Managing slow-moving item: a zero-inflated truncated normal approach for modeling demand
Author(s) -
Fernando Rojas,
Peter Wänke,
Giuliani Coluccio,
Juan Vega-Vargas,
Gonzalo HuertaCánepa
Publication year - 2020
Publication title -
peerj computer science
Language(s) - English
Resource type - Journals
SCImago Journal Rank - 0.806
H-Index - 24
ISSN - 2376-5992
DOI - 10.7717/peerj-cs.298
Subject(s) - reorder point , exponential smoothing , lead time , truncated normal distribution , topsis , computer science , normal distribution , intermittency , service level , operations research , mathematical optimization , statistics , econometrics , mathematics , economic order quantity , operations management , supply chain , economics , turbulence , physics , political science , law , thermodynamics
This paper proposes a slow-moving management method for a system using of intermittent demand per unit time and lead time demand of items in service enterprise inventory models. Our method uses zero-inflated truncated normal statistical distribution, which makes it possible to model intermittent demand per unit time using mixed statistical distribution. We conducted numerical experiments based on an algorithm used to forecast intermittent demand over fixed lead time to show that our proposed distributions improved the performance of the continuous review inventory model with shortages. We evaluated multi-criteria elements (total cost, fill-rate, shortage of quantity per cycle, and the adequacy of the statistical distribution of the lead time demand) for decision analysis using the Technique for Order of Preference by Similarity to Ideal Solution (TOPSIS).

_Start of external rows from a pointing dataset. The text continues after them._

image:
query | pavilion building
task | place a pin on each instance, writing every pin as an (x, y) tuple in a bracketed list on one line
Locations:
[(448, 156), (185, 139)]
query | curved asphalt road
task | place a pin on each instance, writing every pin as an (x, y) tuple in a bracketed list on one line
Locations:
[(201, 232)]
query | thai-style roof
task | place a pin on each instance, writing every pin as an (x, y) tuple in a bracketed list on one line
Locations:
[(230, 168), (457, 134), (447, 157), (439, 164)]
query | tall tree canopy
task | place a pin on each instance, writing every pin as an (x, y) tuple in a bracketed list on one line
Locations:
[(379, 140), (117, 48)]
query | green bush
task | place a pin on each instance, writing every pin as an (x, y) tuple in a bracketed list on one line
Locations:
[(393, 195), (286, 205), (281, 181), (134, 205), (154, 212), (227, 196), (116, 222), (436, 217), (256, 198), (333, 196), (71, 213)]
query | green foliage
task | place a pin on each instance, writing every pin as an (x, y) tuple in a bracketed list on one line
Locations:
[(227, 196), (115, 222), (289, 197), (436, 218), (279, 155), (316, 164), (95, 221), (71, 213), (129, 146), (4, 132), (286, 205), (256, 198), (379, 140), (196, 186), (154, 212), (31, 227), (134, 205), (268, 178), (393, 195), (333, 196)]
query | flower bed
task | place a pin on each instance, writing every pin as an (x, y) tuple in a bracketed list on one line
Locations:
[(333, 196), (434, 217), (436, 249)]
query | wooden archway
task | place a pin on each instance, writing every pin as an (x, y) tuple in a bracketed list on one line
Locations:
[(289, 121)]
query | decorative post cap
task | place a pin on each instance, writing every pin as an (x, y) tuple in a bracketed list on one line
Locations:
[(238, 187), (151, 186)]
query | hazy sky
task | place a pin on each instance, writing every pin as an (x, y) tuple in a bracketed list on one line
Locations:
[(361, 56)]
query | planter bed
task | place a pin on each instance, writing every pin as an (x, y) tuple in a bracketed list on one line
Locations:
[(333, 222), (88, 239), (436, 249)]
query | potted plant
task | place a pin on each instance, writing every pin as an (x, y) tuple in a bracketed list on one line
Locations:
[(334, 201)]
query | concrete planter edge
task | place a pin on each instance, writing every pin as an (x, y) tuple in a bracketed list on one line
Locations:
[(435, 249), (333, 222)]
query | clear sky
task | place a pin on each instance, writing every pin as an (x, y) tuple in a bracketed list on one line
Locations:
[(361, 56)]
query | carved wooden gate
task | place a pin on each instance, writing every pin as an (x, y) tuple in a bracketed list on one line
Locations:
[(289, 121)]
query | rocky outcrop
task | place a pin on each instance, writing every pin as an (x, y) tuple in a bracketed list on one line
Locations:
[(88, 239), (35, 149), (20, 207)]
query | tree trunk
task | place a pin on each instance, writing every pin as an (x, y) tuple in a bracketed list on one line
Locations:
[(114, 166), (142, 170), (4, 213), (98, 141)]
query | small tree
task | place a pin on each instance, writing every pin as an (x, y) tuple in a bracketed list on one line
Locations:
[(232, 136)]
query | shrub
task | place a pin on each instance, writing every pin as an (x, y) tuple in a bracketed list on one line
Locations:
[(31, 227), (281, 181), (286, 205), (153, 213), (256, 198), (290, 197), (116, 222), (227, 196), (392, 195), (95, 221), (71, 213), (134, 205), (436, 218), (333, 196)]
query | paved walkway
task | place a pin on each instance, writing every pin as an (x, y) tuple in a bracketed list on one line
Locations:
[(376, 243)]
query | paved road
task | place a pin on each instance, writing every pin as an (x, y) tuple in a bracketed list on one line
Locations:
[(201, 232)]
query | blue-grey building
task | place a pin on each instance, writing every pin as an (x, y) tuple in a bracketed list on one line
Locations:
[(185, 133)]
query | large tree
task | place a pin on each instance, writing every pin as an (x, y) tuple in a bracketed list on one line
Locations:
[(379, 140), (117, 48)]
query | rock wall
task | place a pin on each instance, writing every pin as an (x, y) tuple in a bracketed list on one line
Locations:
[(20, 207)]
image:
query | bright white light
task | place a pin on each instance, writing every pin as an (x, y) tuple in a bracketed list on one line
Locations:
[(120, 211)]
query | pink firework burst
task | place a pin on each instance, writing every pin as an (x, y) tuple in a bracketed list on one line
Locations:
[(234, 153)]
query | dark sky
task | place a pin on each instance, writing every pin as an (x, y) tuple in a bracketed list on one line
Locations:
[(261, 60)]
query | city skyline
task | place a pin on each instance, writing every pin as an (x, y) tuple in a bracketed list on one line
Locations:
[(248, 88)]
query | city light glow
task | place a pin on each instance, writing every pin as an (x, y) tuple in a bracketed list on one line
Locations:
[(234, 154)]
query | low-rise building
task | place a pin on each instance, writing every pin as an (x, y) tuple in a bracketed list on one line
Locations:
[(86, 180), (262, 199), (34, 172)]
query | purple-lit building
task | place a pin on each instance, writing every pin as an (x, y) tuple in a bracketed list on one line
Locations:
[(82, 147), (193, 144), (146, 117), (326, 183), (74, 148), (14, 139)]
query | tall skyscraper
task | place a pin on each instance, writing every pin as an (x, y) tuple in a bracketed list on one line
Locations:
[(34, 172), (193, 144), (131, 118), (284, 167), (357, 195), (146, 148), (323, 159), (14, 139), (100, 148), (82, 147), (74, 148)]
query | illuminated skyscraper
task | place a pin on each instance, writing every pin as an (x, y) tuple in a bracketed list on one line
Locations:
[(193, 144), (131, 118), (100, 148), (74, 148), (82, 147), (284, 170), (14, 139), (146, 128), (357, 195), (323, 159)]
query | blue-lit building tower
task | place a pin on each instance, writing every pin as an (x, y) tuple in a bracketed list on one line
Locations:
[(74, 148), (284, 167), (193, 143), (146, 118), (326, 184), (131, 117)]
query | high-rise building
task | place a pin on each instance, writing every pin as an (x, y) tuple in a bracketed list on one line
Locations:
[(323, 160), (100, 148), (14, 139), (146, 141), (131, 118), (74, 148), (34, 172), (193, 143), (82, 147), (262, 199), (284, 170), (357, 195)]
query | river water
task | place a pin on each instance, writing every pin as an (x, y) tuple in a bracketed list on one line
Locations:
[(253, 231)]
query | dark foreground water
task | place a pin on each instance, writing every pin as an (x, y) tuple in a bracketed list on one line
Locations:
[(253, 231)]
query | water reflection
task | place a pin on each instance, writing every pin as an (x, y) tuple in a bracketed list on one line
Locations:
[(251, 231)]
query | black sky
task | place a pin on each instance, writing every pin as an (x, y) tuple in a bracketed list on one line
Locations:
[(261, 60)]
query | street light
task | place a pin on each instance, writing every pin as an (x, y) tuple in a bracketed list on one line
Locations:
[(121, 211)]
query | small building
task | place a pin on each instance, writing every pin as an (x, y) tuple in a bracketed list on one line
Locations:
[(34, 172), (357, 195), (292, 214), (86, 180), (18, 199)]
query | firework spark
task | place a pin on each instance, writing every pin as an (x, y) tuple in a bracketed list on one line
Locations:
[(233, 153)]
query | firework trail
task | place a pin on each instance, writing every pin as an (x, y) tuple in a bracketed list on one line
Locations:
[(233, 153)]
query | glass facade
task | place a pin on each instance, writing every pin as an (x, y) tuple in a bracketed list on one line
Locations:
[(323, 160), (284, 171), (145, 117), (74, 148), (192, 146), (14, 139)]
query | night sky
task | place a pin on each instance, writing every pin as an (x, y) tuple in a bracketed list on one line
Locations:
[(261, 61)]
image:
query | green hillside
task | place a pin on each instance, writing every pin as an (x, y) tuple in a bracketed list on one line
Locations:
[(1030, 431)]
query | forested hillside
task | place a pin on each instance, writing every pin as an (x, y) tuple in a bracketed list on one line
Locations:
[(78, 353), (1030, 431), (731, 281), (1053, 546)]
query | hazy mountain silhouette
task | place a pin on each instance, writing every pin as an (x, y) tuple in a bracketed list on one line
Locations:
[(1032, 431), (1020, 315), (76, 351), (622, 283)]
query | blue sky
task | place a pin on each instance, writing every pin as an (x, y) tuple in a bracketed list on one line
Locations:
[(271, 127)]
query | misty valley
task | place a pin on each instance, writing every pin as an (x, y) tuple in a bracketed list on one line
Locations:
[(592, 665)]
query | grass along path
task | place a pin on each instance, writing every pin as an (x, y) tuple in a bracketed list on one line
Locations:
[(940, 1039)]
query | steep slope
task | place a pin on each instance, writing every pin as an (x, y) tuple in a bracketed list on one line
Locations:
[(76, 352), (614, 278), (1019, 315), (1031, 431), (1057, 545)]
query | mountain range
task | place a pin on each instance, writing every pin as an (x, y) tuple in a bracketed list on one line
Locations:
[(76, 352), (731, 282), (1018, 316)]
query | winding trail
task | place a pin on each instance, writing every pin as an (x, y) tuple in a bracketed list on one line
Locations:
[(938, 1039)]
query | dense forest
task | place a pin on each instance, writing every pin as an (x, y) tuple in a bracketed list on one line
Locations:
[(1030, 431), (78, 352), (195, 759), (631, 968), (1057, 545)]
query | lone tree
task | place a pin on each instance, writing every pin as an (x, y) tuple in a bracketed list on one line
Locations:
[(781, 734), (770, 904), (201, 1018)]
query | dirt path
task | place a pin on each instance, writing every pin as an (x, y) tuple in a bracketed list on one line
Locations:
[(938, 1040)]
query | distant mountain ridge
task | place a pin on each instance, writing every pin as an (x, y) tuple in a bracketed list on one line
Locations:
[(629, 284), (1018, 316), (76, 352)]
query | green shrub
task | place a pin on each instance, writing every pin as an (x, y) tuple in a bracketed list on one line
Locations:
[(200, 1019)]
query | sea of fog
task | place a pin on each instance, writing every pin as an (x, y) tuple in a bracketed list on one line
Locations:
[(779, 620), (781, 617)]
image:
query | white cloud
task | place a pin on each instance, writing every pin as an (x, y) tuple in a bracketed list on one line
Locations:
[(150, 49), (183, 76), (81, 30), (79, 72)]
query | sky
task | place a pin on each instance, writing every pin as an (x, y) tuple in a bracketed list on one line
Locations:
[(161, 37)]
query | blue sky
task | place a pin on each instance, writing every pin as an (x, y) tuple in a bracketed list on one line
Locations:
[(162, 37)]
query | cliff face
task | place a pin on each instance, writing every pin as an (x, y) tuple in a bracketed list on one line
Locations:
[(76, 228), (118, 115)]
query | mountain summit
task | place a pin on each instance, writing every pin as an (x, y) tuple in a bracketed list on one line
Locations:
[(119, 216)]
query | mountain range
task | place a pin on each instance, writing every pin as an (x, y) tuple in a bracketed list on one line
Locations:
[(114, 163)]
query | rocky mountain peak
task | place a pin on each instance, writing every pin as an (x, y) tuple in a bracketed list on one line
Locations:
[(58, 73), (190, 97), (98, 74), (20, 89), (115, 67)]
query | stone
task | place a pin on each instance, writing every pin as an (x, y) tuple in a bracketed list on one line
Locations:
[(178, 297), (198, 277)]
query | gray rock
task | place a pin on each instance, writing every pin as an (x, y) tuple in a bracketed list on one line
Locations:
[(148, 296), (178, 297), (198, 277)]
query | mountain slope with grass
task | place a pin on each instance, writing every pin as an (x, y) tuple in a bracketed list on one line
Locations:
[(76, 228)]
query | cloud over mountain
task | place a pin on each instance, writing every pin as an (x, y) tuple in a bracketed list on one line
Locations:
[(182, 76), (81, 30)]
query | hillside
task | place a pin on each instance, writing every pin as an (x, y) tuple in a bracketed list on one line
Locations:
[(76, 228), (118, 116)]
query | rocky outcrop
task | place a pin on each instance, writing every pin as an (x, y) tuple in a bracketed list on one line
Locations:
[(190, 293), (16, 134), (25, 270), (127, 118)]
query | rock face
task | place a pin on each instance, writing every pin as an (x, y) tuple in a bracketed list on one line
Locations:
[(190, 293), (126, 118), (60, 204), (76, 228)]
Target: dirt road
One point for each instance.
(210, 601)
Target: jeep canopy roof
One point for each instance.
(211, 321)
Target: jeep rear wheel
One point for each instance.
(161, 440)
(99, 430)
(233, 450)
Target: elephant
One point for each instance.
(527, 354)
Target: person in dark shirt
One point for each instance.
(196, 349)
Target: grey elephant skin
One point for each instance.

We confirmed that our method improved the performance of the inventory model in comparison to other commonly used approaches such as simple exponential smoothing and Croston’s method. We found an interesting association between the intermittency of demand per unit of time, the square root of this same parameter and reorder point decisions, that could be explained using classical multiple linear regression model. We confirmed that the parameter of variability of the zero-inflated truncated normal statistical distribution used to model intermittent demand was positively related to the decision of reorder points. Our study examined a decision analysis using illustrative example. Our suggested approach is original, valuable, and, in the case of slow-moving item management for service companies, allows for the verification of decision-making using multiple criteria.